Weakerthans still going strong

Winnipeg’s CanRock heroes talk about university, curling and Reunion Tours

The Weakerthans have just released their fourth album
Image supplied by: Supplied
The Weakerthans have just released their fourth album

Winnipeg has long been a surprising hotbed of CanRock talent, and with the release of their new album Reunion Tour, the Weakerthans need not fear for their place in this canon.

Reunion Tour is the band’s fourth full-length studio album and comes four years after the glowing Reconstruction Site. While Reunion Tour definitely builds on themes the band has been exploring since their debut record, Fallow, it also introduces some new and highly unorthodox perspectives on desire, loneliness and love.

“I think we sort of intentionally follow these similar themes, try to refine what it is we’re doing and follow through the subject,” said guitarist Stephen Carroll. “I think they’re all different records, but I think they are extensions of each other.”

Despite the band’s apparent hiatus and lead singer John K. Sampson’s foray into Canada’s literary world with back-to-back wins on CBC’s Canada Reads, Carroll said the band has never stopped working.

“We had a hiatus from recording but we definitely were working that entire time,” he said. “We were just playing shows all over the world between then and now and I guess we were waiting for the record to be within our sights to go and start recording it.”
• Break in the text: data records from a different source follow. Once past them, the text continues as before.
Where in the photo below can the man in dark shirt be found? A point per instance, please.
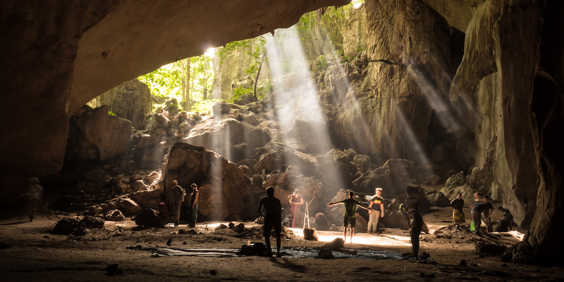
(414, 208)
(376, 211)
(272, 219)
(194, 205)
(488, 209)
(506, 222)
(457, 213)
(477, 209)
(350, 213)
(178, 195)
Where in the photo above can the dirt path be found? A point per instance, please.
(34, 254)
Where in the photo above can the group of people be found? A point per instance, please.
(481, 210)
(273, 220)
(177, 196)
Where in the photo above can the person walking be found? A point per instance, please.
(349, 218)
(194, 205)
(414, 209)
(296, 202)
(178, 195)
(457, 212)
(272, 219)
(376, 211)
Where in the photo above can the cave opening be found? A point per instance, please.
(312, 98)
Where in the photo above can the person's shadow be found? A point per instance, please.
(285, 263)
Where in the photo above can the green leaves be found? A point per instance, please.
(164, 81)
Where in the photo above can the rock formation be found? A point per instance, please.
(66, 54)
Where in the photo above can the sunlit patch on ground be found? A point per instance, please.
(360, 238)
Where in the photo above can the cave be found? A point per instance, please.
(318, 96)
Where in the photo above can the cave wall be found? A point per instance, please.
(511, 74)
(497, 73)
(399, 87)
(62, 54)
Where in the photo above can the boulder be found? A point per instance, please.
(310, 234)
(437, 198)
(95, 137)
(138, 186)
(92, 222)
(148, 218)
(266, 162)
(455, 180)
(150, 156)
(243, 137)
(66, 226)
(114, 215)
(130, 100)
(246, 170)
(222, 184)
(362, 162)
(147, 198)
(395, 219)
(129, 206)
(152, 177)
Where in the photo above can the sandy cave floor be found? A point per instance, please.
(37, 255)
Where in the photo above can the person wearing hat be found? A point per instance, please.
(296, 202)
(376, 211)
(349, 218)
(178, 195)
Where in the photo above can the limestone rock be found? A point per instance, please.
(266, 162)
(95, 137)
(148, 217)
(243, 137)
(152, 177)
(354, 36)
(130, 100)
(222, 184)
(362, 162)
(138, 186)
(438, 199)
(129, 206)
(147, 198)
(92, 222)
(310, 234)
(114, 215)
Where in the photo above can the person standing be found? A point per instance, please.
(477, 209)
(194, 205)
(505, 224)
(488, 210)
(272, 219)
(34, 194)
(296, 202)
(376, 211)
(414, 209)
(349, 218)
(178, 195)
(458, 213)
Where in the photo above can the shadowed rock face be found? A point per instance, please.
(62, 54)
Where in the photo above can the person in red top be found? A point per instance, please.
(296, 202)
Despite taking an unconventional approach to recording, the band spent nine months working on the album, Carroll said.

“This process was a little different I guess,” he said. “We had several songs that we had arrangements for and we’d worked out and there was a couple that we just sort of did a rough job of via e-mail, but we decided to just go into the studio and fudge everything else there rather than getting each other to rehearse or do more traditional, pre-production stuff. It was a little more seat of the pants.

“So after nine months working on it, I guess now we’re touring it.”
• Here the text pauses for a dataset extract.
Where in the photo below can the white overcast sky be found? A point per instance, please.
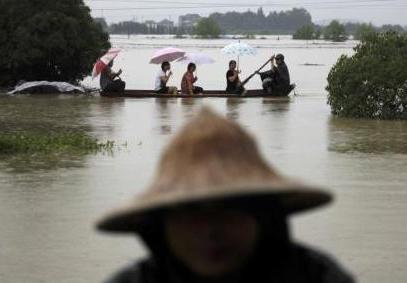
(376, 11)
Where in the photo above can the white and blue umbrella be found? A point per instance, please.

The Weakerthans have been touring in promotion of Reunion Tour since September.

“We’ve been on tour basically since September 25 throughout North America,” Carroll told the Journal during a telephone interview from the band’s tour bus in Boston, where they played last night.

Their packed tour schedule won’t be slowing down and the band will play three more shows in three different cities before arriving in Kingston on Tuesday.

The Weakerthans haven’t played in Kingston since April 2005, but in all likelihood they’ll be playing to a packed house and an enamoured crowd.

Although Carroll isn’t sure why the Weakerthans are so popular in university towns, he said that he thinks the band’s music resonates with people in that period of their life.

“Why are we popular in Kingston? I don’t know. We’re not really that popular there. I mean, we can play this small club and do okay,” he said. “Maybe there’s something about our songs that really resonates with people … in university. … I guess maybe we ourselves had formative experiences at that time that shaped us and makes us write in a way that resonates with people going through that time in their life.

“Things have kind of normalized in a way, for us. We have very stable and loyal fans and we appreciate the support they give us and we enjoy playing for them wherever they may be.”

With their new album, The Weakerthans trust their fans’ loyalty and serve up another dose of Virtue the Cat’s perspective in the track “Virtue the Cat explains her departure”. First appearing in a track on 2003’s Reconstruction Site, the cat describes his owner’s life through a non-judgmental and atypical lens.

“I think the device of using the [cat] allows a meditation on another creature’s or person’s perspective while at the same time being able to get your own ideas through,” Carroll said.

Carroll said the album also explores new areas of the band’s life that may be equally foreign for their fans: the culture of curling.

“[Curling is] sort of a pastime that John and I indulge in now,” Carroll said. “It has a very underground, and a kind of endearing culture to it that we really like. It has all these interesting things to it. It has a quaintness and also a kind of majestic quality.

“It’s quaint because it’s a such a small, bizarre sport in the world; not that many people curl and most of the people who do are Canadians. But it’s kind of romantic and majestic because you go to your local curling rink … and they have world championship trophies hanging in the pub. What other area in the world would you ever run into this?”

In fact, their “curling song,” called “Tournament of Hearts,” has probably brought the band more attention than the addition of their song “Aside” to the soundtrack for the movie Wedding Crashers in 2005.

“It’s funny because the curlers are so excited about it. The Curling News is calling and people from all over. All these curlers are kind of embracing it in a way,” Carroll said.

He said the soundtrack experience was a letdown.

“It was kind of a disappointment. … I think that for a bit there were people coming to our shows just because of that song,” he said. “It wasn’t really that big of an impact for us.”

With the glamour of Hollywood behind them, the band has returned to their contemplative ways.

Curling is probably the ultimate metaphor for the Weakerthans’ understated genius and self-deprecating appreciation for what they do.

“We’re a band that’s not that self-aware, in a way,” Carroll said. “It’s a different process being inside the band than looking in from the outside. For us, we don’t really examine it ourselves that closely.”

The Weakerthans play Elixir Tuesday Nov. 6. Tickets are $20 in advance, and are available at Destinations and Elixir. The concert is a 19+ event.